Mais le postulat est erroné : la création de l’euro ne correspond pas à la poursuite d’une politique libérale. Pour cela il n’est besoin ni d’une monnaie centrale, ni a fortiori d’une banque centrale supplémentaire, ni de la suppression d’un prix librement fixé sur des marchés comme peut l’être un taux de change flexible, remplacé en l’occurrence par un système de prix inter monnaies définitivement fixés au sein de la zone.
La création d’une monnaie unique, et d’une banque centrale commune, correspond à une politique de gestion d’un cartel financier au niveau de l’Europe. On sait que les banques centrales ont pour rôle, entre autres, de gérer au mieux les intérêts du secteur bancaire. Quand celui-ci cherche à établir ou maintenir des accords de prix non concurrentiels pour maximiser les profits, le fait de ne pas avoir à compter avec des changes fluctuants, qui rendent plus difficiles les comparaisons de prix entre concurrents appartenant à différentes nations, constitue un avantage certain : il devient plus facile de surveiller plus étroitement le « pricing » des autres et de s’assurer qu’il ne dévie pas par rapport aux accords communs. Bien des années après « l’Acte unique » et malgré les directives sur la libre prestation de services, la concurrence bancaire en Europe reste toujours bridée, comme le constate périodiquement la Commission de Bruxelles.
En particulier en ce qui concerne les OPA qui constituent un élément important du mécanisme de mise en œuvre de la concurrence entre les firmes, et donc entre les banques (souvenons-nous des péripéties italiennes récentes). Les encadrer ou les empêcher permet donc de réduire la concurrence. Le gouvernement contrevient ainsi aux conditions premières d’une politique de concurrence dans le secteur bancaire. Mais ce faisant, s’il s’oppose à la lettre de la politique européenne de la concurrence, il ne fait que renforcer le dispositif anti-concurrentiel bien réel de l’euro et de la BCE.

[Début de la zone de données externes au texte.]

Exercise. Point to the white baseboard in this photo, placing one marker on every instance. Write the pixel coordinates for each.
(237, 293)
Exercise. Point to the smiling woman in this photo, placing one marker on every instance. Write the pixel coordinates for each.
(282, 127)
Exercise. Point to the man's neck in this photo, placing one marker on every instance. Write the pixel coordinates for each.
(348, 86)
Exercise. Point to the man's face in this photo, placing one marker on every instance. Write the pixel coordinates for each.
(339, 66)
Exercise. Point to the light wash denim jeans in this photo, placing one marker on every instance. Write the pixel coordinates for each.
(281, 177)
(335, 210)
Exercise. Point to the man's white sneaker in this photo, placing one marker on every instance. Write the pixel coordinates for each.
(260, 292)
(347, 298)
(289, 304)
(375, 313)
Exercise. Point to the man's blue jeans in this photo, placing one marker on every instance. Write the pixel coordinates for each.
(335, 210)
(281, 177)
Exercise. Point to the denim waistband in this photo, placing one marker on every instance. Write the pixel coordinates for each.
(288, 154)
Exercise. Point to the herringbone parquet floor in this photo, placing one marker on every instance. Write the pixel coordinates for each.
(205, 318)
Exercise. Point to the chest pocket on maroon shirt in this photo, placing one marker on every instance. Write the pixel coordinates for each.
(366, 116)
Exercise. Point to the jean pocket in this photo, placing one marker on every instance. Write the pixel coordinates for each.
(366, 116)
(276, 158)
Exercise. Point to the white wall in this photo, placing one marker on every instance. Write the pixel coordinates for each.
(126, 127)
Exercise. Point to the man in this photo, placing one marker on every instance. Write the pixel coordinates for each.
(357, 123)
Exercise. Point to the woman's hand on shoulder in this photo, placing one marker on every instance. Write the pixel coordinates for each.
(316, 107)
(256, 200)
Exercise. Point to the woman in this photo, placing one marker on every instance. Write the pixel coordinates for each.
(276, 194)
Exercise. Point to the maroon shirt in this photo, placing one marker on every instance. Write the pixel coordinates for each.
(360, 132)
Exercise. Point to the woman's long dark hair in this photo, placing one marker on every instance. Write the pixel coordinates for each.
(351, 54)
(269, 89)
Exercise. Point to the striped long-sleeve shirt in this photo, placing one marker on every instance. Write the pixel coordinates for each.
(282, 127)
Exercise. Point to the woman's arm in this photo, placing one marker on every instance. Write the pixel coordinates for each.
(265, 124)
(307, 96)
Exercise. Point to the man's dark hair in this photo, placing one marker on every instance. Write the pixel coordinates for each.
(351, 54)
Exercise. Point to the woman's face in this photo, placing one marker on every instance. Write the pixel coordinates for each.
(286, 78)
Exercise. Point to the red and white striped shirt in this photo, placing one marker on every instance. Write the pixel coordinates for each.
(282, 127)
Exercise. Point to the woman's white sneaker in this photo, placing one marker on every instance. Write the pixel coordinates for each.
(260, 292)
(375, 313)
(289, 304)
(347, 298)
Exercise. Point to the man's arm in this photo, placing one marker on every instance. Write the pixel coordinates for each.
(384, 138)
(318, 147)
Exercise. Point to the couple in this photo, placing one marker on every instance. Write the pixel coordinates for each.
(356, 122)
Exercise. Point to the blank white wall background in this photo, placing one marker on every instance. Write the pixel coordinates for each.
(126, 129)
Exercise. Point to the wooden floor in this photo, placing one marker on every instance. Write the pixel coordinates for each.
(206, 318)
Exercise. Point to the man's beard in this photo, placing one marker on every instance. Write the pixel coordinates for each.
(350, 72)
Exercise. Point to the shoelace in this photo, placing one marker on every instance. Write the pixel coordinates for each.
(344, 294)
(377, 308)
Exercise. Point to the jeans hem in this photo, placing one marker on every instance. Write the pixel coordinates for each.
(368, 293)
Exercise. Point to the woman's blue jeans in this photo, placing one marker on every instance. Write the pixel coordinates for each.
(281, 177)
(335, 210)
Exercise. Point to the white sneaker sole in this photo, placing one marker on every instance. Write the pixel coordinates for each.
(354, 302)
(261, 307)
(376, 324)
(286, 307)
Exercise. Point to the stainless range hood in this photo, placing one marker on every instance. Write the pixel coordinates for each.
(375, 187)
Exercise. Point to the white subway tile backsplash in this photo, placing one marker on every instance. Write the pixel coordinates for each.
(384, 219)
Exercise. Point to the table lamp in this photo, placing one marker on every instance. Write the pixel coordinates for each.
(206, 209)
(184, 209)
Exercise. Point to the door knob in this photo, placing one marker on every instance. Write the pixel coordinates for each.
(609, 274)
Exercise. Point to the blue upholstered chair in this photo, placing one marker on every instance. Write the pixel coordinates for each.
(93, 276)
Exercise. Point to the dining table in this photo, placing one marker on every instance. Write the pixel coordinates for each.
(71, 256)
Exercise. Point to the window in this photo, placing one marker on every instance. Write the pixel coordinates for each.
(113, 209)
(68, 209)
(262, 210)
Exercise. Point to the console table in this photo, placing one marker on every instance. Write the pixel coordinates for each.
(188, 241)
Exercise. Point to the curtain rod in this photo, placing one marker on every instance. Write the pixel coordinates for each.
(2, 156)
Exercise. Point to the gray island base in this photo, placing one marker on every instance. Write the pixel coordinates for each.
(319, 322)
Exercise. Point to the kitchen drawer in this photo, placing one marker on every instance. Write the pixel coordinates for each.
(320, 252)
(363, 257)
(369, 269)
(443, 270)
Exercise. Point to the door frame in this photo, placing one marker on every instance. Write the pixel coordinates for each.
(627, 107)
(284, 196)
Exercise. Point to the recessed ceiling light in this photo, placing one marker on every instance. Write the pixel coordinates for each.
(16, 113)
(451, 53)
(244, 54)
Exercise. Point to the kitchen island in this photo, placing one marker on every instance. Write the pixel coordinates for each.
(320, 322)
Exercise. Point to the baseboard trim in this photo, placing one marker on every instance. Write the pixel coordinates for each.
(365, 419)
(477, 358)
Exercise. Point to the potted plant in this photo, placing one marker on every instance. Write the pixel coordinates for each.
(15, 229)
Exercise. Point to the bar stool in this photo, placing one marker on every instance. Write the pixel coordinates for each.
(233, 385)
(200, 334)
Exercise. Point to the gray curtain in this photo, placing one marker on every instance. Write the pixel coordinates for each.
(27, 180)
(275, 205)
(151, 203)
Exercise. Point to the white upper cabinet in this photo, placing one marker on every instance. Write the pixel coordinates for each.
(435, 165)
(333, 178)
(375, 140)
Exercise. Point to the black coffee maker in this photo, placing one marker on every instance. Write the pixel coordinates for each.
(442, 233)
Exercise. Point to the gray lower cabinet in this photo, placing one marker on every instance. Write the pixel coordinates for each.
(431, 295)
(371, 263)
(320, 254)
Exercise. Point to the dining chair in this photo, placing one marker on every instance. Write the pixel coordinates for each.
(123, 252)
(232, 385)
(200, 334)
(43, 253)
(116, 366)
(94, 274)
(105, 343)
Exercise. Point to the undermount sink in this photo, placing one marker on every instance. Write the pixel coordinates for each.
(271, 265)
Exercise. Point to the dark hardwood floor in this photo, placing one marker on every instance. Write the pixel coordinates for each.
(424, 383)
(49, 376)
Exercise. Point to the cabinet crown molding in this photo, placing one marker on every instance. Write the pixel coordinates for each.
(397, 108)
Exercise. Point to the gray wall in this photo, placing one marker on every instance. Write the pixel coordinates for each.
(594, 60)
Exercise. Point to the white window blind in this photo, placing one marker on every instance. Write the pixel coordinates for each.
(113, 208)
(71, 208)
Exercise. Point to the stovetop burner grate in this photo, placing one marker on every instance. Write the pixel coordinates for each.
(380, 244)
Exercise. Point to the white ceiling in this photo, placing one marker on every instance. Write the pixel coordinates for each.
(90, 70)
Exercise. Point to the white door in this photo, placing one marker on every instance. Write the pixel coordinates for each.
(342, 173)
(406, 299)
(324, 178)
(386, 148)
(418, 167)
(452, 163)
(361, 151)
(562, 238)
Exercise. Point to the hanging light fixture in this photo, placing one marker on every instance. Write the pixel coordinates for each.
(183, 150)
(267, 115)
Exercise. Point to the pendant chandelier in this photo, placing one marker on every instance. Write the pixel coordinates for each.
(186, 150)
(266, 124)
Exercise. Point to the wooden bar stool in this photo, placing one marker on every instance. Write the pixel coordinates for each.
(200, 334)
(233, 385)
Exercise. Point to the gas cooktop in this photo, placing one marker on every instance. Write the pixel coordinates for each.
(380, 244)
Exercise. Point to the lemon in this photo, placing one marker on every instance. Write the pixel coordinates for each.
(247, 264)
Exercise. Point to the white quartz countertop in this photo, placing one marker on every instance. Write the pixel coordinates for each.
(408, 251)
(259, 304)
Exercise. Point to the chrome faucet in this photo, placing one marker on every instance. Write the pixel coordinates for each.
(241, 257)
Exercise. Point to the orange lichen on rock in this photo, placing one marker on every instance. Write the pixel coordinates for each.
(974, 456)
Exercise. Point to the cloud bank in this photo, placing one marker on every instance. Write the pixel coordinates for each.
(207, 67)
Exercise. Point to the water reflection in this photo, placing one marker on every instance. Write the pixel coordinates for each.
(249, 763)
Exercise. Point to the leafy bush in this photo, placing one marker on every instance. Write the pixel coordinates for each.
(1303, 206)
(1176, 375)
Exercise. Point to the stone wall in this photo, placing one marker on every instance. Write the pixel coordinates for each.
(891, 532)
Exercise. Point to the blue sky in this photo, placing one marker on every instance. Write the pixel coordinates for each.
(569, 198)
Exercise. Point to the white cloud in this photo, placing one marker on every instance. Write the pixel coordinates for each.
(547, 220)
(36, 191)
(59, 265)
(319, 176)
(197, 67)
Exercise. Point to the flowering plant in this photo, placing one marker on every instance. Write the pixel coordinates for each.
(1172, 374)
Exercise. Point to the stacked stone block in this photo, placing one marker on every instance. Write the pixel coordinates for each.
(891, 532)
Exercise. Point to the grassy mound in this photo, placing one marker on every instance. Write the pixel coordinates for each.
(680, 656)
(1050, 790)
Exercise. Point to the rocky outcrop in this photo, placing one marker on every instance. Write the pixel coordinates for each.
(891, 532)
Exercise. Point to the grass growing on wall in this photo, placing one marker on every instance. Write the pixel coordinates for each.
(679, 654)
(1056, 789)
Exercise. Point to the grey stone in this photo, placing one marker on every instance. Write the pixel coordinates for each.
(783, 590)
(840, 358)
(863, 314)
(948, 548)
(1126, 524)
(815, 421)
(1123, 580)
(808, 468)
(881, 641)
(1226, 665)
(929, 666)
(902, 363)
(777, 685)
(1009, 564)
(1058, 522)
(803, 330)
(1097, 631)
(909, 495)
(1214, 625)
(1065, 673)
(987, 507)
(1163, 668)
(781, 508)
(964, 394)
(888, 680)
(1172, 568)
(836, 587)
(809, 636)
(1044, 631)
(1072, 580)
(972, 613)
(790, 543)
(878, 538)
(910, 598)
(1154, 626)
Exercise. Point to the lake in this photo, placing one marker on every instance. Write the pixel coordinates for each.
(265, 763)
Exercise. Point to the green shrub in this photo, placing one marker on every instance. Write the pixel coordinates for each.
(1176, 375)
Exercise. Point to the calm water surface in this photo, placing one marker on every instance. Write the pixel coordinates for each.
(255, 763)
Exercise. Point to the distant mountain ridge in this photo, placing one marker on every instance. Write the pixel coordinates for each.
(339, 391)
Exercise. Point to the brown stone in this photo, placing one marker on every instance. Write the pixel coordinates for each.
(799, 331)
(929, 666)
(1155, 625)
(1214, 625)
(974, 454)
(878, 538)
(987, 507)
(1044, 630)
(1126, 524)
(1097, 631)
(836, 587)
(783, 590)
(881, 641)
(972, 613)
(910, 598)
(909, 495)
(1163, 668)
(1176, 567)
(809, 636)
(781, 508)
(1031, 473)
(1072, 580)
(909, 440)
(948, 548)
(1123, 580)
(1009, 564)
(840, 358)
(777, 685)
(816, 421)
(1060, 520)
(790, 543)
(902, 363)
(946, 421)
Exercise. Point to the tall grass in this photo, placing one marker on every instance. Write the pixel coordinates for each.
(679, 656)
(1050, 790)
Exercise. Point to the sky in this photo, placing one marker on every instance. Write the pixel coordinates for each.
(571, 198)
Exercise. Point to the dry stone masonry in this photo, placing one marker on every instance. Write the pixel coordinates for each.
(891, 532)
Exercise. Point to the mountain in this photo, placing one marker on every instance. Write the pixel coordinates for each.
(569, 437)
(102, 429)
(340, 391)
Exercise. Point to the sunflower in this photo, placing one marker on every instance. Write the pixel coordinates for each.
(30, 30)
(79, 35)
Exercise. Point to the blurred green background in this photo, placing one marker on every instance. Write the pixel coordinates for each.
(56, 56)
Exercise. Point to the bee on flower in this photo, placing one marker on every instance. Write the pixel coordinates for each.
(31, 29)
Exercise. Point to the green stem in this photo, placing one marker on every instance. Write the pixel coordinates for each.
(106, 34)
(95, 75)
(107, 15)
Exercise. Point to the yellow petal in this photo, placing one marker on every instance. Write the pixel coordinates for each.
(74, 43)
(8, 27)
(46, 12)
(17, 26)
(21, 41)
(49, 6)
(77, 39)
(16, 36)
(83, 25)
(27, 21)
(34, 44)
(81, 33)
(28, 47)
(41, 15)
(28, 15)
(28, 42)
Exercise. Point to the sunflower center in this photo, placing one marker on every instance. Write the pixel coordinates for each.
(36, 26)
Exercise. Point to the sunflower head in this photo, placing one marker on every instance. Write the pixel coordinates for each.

Selon les libéraux partisans de l’euro, plus de concurrence ne pouvait s’imposer à la France que par la volonté de Bruxelles. C’est sans doute vrai pour les grands monopoles publics qui sont désormais en partie soumis à concurrence. Mais nul besoin d’une monnaie unique pour cela, ni d’une centralisation continentale de la fonction de régulateur des marchés. Si cela a été fait en matière monétaire et financière, de façon exceptionnelle, c’est pour défendre et reconstituer au niveau d’un continent, de façon plus efficace, une cartellisation menacée au niveau de chaque nation par l’ouverture internationale des marchés de capitaux.